System Design 11 - News Feed

Creating facebook timeline

Introduction

Congratulations on making it this far! This time, we’ll go back in time a little.

In the third section, we’ve already talked about a basic news feed.

Let’s try to revisit that this time once again with what we’ve learned!

Scope

A news feed publishing, similar to facebook timeline page.

Mobile & Web app
10 millions daily active users
Can contain text, images and videos simultaneously
The important feature is that user can make a post and see posts of their friends
A user can have 5000 friends
Posts are visible in reverse chronological order
App is available worldwide

High Level Design

So, again, let’s start with a high level design! We’ll have a bunch of services here!

It makes sense to start with publishing service since there would be no posts to retrieve without one! An HTTP call to this service could be something like POST api/feed/create. This would require authentication and content.

Then, a news feed service which retrieves the posts. This could look like GET api/feed/me to receive data curated for the user who requests it. Again, auth token is required.

Now, since the two services are separate, how will the news feed service know about new posts? Well, the publishing service needs to handle that as well. Once a post is created, it’s saved into a database/cache of news feed service.

Now, that looks a little weird, right? The two services communicating weirdly. One for retrieving posts, while another one for saving them?

So, let’s redefine them!

Post service, which contains all posts that have been posted, and has a cache and DB of posts
News feed service, which is responsible for creating and retrieving them

Now, when a new post is created, it gets created in news feed service and saved in post DB.

Finally, we’ve discussed notifications last time. Let’s add a notification service in here as we know how to do it! Users can now be notified of new content!

Now, as usual, this looks like a distributed system. So, we’ll need:

Load balancers for multiple servers
Rate limiting to not be overwhelmed
Authentication as we’ve mentioned we are using it
Monitoring and analytics

Finally, we also want to store the information somewhere. That’d again be database and cache for fast retrieval. Note that the list is in reverse chronological order, so we could cache the latest published posts.

Deep dive into design

So, let’s identify the problematic parts.

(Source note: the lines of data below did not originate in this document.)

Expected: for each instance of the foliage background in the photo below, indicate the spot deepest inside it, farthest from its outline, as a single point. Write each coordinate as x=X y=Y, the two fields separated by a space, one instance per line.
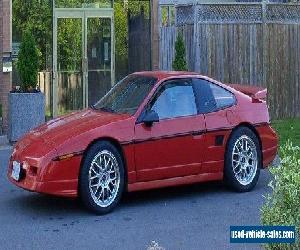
x=282 y=206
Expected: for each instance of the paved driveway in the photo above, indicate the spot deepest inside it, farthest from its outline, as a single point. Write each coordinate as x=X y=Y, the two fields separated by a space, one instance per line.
x=190 y=217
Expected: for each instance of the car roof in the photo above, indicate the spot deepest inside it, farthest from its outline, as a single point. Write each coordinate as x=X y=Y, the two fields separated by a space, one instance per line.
x=166 y=74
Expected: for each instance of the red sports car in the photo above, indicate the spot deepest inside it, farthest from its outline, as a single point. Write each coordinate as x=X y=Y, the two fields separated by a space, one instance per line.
x=151 y=130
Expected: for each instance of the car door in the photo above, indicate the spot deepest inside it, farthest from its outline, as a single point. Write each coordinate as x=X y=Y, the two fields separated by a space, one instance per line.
x=217 y=104
x=173 y=146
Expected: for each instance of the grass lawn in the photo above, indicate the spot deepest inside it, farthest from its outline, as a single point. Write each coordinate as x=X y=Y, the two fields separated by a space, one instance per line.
x=288 y=129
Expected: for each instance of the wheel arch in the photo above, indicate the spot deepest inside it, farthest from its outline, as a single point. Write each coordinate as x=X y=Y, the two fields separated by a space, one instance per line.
x=115 y=143
x=252 y=128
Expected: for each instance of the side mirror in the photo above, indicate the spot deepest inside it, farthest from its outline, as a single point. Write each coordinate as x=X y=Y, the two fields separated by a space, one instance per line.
x=150 y=117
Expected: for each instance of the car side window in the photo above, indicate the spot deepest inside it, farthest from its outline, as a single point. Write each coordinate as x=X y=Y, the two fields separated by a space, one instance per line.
x=175 y=99
x=223 y=97
x=212 y=97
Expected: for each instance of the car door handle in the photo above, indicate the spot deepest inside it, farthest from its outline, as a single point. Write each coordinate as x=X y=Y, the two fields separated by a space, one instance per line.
x=195 y=133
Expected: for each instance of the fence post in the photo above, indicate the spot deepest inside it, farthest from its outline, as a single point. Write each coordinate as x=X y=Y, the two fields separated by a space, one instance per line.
x=196 y=40
x=264 y=36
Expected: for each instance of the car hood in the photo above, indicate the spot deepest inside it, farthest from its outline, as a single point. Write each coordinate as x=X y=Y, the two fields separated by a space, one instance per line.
x=68 y=126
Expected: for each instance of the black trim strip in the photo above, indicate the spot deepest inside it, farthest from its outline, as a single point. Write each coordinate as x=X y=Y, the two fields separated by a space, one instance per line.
x=58 y=158
x=193 y=133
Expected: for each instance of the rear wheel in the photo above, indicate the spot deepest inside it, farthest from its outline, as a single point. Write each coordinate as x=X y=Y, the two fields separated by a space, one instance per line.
x=243 y=160
x=101 y=178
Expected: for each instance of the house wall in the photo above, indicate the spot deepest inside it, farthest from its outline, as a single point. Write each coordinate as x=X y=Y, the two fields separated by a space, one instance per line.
x=5 y=50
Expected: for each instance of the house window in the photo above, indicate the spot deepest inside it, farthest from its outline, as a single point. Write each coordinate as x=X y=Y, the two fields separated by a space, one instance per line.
x=167 y=15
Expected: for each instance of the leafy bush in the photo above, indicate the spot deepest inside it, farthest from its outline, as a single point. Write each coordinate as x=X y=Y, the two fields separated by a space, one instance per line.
x=179 y=63
x=282 y=207
x=28 y=62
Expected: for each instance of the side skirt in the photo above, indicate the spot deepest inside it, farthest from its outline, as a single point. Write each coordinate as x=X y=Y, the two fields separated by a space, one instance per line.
x=176 y=181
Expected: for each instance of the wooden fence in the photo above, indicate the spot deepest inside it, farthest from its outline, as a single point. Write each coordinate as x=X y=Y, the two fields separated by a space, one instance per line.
x=248 y=43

Post service is just for storing the posts
Notification service is just for pushing notifications
The most work here is done by the news feed itself. Why?
- Creates the posts and saves them to post service
- Furthermore, it creates the feed for friends list
- And because it creates the feed for all friends, it also pushes the post to notification service

So, the first 2 don’t need much more attention, but we can get better in the news feed service. Let’s try to improve

When a post is created, it is saved into post service. However, we also want to build the news feed for friends.

A social network is basically a graph, where nodes are users and edges are their relationships. There’s also a Graph DB that’s good for these use cases. So, for getting the relations, we’ll use GDB.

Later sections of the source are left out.